Oliver Tambo's patronage of MERG was an active one. He took a close interest in its research work and its emerging conclusions, bearing as they do, on the development of a framework for economic policy for post-apartheid South Africa. Over the many years of his active leadership of our democratic movement he constantly warned us of the need to recognise and to understand that, at least in the South African context, politics and economics were deeply and inextricably intertwined, and that unless we gave the notions of democracy and freedom a reality and meaning in terms of dramatically improving living conditions for all our people, we would have failed in our liberation mission.
It has been indeed that concern of the late Oliver Tambo which has guided and informed much of the research programme of MERG during the past eighteen months. The programme has been implemented by some 13 research teams, with a strong training and capacity building remit, at MERG's 5 associated universities. The outcome has been significant.
Our studies call for strong legal sanctions against transfer pricing and other capital export practices which breach the exchange control regulations.
These and other issues, then, comprise the scope and the range of the studies we have undertaken in fulfillment of the MERG project.
The outcome of this research will be the publication within the next three weeks of a comprehensive report on a FRAMEWORK FOR MACROECONOMIC POLICY for South Africa. This will be presented to the African National Congress, the Congress of South African Trade Unions, the South African National Civic Organisation and others in our democratic movement.
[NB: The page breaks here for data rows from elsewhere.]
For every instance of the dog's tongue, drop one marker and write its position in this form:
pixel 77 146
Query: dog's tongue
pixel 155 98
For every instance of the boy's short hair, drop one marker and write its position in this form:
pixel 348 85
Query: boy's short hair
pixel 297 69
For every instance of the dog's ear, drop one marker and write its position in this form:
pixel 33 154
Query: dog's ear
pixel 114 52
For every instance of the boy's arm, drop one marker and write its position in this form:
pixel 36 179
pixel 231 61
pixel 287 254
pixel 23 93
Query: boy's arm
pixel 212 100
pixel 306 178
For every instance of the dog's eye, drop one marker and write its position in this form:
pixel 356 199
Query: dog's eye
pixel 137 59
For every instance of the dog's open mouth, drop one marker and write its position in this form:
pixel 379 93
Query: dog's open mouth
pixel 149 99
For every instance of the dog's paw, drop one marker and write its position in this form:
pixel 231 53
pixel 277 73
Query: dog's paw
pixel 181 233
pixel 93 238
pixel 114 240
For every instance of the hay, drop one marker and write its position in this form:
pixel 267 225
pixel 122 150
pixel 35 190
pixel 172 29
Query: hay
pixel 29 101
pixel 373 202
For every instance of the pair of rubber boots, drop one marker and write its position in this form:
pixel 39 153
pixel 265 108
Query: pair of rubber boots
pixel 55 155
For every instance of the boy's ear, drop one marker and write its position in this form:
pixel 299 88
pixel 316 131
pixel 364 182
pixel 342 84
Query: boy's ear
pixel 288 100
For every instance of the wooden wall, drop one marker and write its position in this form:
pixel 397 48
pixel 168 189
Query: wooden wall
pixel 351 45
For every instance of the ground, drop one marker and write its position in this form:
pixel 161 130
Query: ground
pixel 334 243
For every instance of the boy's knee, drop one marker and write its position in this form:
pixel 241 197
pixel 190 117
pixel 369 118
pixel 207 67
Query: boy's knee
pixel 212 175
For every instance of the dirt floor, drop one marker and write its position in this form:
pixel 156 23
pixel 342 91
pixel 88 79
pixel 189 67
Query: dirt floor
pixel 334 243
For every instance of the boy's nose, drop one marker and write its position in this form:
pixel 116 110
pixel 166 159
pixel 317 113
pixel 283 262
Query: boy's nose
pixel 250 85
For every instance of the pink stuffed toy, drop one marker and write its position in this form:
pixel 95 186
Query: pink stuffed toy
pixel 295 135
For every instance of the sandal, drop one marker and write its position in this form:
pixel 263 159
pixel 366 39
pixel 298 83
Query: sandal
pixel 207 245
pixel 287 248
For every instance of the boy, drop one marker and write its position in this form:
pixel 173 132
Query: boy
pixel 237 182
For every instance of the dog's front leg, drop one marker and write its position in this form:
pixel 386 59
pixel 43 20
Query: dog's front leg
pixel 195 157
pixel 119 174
We in MERG - that is the many economists and others in our country and from abroad who worked together on this enterprise believe that the report that has been produced, is much the most exhaustive and innovative in terms of its analysis of the economic condition of the country, and its problem-solving policy formulations for overcoming the present crisis and placing the economy on the path of sustainable growth.
In these senses, we hope that this FRAMEWORK will be seen as a fitting tribute to the vision of the late Oliver Tambo - to his abiding concerns for the upliftment of the standards life and labour in our country to levels which give meaning to our long struggle for liberation, and for a democratic South Africa.
Within the coming weeks MERG, having completed this report, will be transformed into the National Institute of Economic Policy. This will be directed by my colleague and friend Max Sisulu. That Institute will seek to continue the spirit initiated by MERG to serve the democratic cause through its research into economic policy, and to work in close contact with the universities and with post-apartheid government departments and organisations.
Of importance to the work of the Institute will be its training and capacity building functions. This is designed to produce a number of black economists trained in the various needed disciplines, and available for service in the future democratic government of our country. This too will have been strongly supported by the late Oliver Tambo.
With these words, may I thank you for listening to me.